Public outcries facing politicians so deeply embedded, enmeshed and indebted with/to the NRA will merely create another mini-episode in an otherwise inconsequential manipulation of the same public, by those same politicians, and yet, the successive repetitions of manipulations, far from inconsequential, erode the very fabric of trust on which the healthy functioning of a democracy depends.

The sheer gall and insouciance of the political class, as fully sentient and conscious participants in these charades demonstrates a level of narcissistic self-sabotage that can and will only leave the country’s institutional infrastructure fractured, eroded and depleted perhaps beyond repair.

So it is not only more lives of innocent children and their teachers (none of whom wish to carry weapons as a part of their professional obligations) are at risk; the nation is actively contributing to its own embarrassment.

Effectively the NRA has become the most powerful political party, without having to take  the necessary steps to make such a posture legitimate.
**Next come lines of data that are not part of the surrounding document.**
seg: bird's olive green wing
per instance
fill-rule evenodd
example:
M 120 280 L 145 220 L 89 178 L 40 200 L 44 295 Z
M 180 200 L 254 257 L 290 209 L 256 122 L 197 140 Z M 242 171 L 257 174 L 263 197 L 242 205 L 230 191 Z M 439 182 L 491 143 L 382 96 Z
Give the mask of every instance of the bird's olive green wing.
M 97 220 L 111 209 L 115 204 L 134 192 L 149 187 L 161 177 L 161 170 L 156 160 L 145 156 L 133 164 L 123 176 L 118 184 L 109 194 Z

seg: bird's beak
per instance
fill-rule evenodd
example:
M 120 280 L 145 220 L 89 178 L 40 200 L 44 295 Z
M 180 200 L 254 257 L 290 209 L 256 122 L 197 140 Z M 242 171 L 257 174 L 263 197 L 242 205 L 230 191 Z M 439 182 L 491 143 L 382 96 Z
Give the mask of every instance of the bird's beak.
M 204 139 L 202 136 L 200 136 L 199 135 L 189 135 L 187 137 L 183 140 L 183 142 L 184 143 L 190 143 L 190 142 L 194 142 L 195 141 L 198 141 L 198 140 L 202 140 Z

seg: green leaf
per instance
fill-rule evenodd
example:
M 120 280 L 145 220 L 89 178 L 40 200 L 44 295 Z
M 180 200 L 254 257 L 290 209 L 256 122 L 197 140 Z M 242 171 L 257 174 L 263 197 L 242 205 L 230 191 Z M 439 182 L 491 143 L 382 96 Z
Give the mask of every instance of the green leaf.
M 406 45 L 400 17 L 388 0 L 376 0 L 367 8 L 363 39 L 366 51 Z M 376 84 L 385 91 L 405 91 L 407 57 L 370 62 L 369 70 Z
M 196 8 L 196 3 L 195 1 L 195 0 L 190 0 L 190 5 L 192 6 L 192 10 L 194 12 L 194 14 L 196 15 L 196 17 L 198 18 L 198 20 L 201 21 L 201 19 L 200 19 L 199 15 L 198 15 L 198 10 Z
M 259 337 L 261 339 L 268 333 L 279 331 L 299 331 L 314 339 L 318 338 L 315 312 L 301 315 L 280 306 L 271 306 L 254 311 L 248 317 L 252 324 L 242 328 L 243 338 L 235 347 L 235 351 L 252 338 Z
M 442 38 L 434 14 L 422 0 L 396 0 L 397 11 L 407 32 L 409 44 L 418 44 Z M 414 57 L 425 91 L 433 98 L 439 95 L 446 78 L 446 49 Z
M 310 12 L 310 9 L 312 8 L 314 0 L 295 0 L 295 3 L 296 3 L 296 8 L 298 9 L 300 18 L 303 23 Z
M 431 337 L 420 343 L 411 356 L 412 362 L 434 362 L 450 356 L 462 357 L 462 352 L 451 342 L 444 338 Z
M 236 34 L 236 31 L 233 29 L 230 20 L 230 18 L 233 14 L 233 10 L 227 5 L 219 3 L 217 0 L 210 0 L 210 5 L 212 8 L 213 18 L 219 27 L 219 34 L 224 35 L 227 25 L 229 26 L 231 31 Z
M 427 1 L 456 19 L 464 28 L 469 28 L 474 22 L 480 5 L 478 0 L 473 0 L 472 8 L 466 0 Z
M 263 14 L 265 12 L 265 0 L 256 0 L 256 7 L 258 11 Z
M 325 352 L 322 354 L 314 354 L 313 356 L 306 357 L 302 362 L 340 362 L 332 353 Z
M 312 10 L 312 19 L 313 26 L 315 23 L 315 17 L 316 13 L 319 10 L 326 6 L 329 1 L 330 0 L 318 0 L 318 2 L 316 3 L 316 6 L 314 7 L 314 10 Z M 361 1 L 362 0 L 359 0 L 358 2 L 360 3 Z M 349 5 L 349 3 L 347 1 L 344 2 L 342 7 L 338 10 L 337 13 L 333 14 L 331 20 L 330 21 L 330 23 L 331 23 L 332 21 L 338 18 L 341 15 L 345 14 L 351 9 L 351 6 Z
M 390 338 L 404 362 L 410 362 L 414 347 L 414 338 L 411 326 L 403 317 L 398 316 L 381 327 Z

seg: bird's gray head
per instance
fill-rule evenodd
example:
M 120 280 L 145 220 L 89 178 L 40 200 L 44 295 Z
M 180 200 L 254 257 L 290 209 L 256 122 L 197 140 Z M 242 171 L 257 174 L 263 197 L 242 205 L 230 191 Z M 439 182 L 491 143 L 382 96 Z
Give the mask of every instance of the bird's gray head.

And offering both political and financial support for the pursuit of violence by the right and the left, without having to own the political ideology of either side, the NRA escapes the kind of political scrutiny it warrants.

How long will it take for someone/some organization to publicly denounce the NRA as a “terrorist” organization, funded by various private funding sources, continuing to pour venomous and illegitimate arguments in favour of making the nation a virtual armed camp, under the guise of “protection”? Moderation, reasonable approaches, long-term vision and insights, all of them in the public interest are falling by the wayside in the U.S., as measures that qualify as “extreme” find more and more public support and resonance.
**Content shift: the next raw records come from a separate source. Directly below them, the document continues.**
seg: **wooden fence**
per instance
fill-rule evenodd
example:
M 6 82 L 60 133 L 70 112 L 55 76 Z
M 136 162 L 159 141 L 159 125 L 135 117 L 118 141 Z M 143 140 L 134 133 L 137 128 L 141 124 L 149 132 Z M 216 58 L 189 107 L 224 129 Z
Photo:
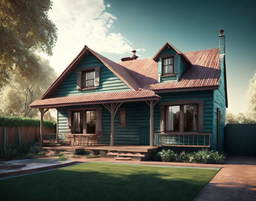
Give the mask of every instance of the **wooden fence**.
M 256 124 L 228 124 L 225 131 L 229 155 L 256 156 Z
M 44 133 L 56 133 L 56 129 L 43 129 Z M 3 147 L 13 142 L 16 144 L 33 141 L 40 137 L 40 127 L 0 126 L 0 146 Z

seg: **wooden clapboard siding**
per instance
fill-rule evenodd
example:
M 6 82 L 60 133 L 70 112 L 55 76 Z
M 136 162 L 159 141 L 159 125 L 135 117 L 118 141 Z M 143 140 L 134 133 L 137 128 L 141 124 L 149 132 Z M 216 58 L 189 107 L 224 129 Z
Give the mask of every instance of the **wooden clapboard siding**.
M 203 132 L 212 132 L 213 113 L 213 91 L 201 91 L 194 92 L 184 92 L 157 93 L 161 97 L 159 102 L 178 100 L 197 99 L 203 100 Z M 154 132 L 159 133 L 160 130 L 160 108 L 157 104 L 154 111 Z
M 81 91 L 77 89 L 76 69 L 99 65 L 101 67 L 100 83 L 96 89 Z M 85 93 L 107 92 L 130 90 L 130 88 L 95 56 L 85 57 L 62 82 L 50 97 L 81 95 Z
M 221 115 L 223 118 L 221 119 L 219 124 L 219 150 L 220 151 L 224 150 L 224 128 L 226 121 L 226 99 L 225 95 L 225 85 L 224 80 L 224 55 L 220 55 L 220 69 L 221 70 L 221 75 L 219 81 L 219 87 L 218 89 L 214 90 L 213 92 L 213 149 L 214 150 L 217 150 L 217 144 L 218 139 L 217 136 L 217 108 L 219 108 L 221 112 Z

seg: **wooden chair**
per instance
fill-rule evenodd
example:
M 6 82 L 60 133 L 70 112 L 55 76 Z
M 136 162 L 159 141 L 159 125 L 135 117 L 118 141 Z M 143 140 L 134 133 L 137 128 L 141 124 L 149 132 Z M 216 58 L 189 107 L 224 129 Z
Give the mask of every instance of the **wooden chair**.
M 103 133 L 102 132 L 97 134 L 98 136 L 97 136 L 97 139 L 96 139 L 96 144 L 98 144 L 98 143 L 99 142 L 99 143 L 101 143 L 101 137 L 103 135 Z
M 81 136 L 80 140 L 80 146 L 87 146 L 89 144 L 89 135 L 86 135 L 85 136 Z

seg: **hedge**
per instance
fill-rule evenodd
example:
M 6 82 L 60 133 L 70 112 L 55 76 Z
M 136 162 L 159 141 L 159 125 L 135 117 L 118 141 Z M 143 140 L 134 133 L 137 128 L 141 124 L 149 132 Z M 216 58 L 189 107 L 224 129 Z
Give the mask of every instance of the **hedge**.
M 47 128 L 56 128 L 57 123 L 47 120 L 43 121 L 43 125 Z M 40 120 L 33 118 L 22 118 L 17 116 L 4 116 L 0 115 L 0 126 L 39 127 Z

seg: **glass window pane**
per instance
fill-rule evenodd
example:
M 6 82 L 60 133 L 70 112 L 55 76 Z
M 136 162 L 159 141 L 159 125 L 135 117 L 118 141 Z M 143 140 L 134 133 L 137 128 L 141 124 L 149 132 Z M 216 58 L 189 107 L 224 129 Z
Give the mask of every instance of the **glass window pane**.
M 120 115 L 119 124 L 125 124 L 125 111 L 121 110 L 119 111 L 119 115 Z
M 83 133 L 83 112 L 74 112 L 71 132 L 74 134 Z
M 168 127 L 169 132 L 179 132 L 179 106 L 168 106 Z
M 184 132 L 198 131 L 198 115 L 197 105 L 184 105 Z
M 86 133 L 88 134 L 96 133 L 96 111 L 86 111 Z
Much as the microbes are outstripping the vaccines concocted to prevent their lethality, so too are the social demons outstripping the political class’s capacity and willingness to counter their impact just as the cyber-threats are outstripping any counter-measures to protect the public interest…both the official interest of the state and the private interests of the citizens. Twenty-first century realities on many levels require, even demand, twenty-first century commitments, most clearly missing from the political landscape in the U.S. especially and to a lesser extent in Canada and other developed countries.

And the “reality-show” modalities are absolutely inadequate, if not counter-intuitive to the public needs. Incipient show-biz wannabe “stars” can and will only fall far short of meeting a minimal bar for public safety, security and health. (Example: stripping the Center for Disease Control of the necessary research money to combat global pandemics, as trump has done, while arming the Pentagon with super-charged nuclear weapons, as trump has also done, is definitely not in the public interest; in fact it contravenes all reasonable and mature measures of that public interest.)

Arming teachers (under secret carry rules) is also definitely not in the public interest; it too contravenes that public interest. Incentivizing those teachers with additional pay, that could otherwise fund classroom supplies and the hiring of additional teachers to alleviate over-crowded classrooms in public schools, also contravenes the public interest. Shifting responsibility for public education to for-profit charter schools also threatens the public education system, in a thinly veiled war on unions and labour.
If Americans consider their situation unstable, as they do, it’s because their situation is unstable, and growing more unstable every moment of every day.

And, the rest of the world is clearly not immune to the many toxic viruses that are being incubated in the “great” United States….nor do we have the vaccines to ward them off.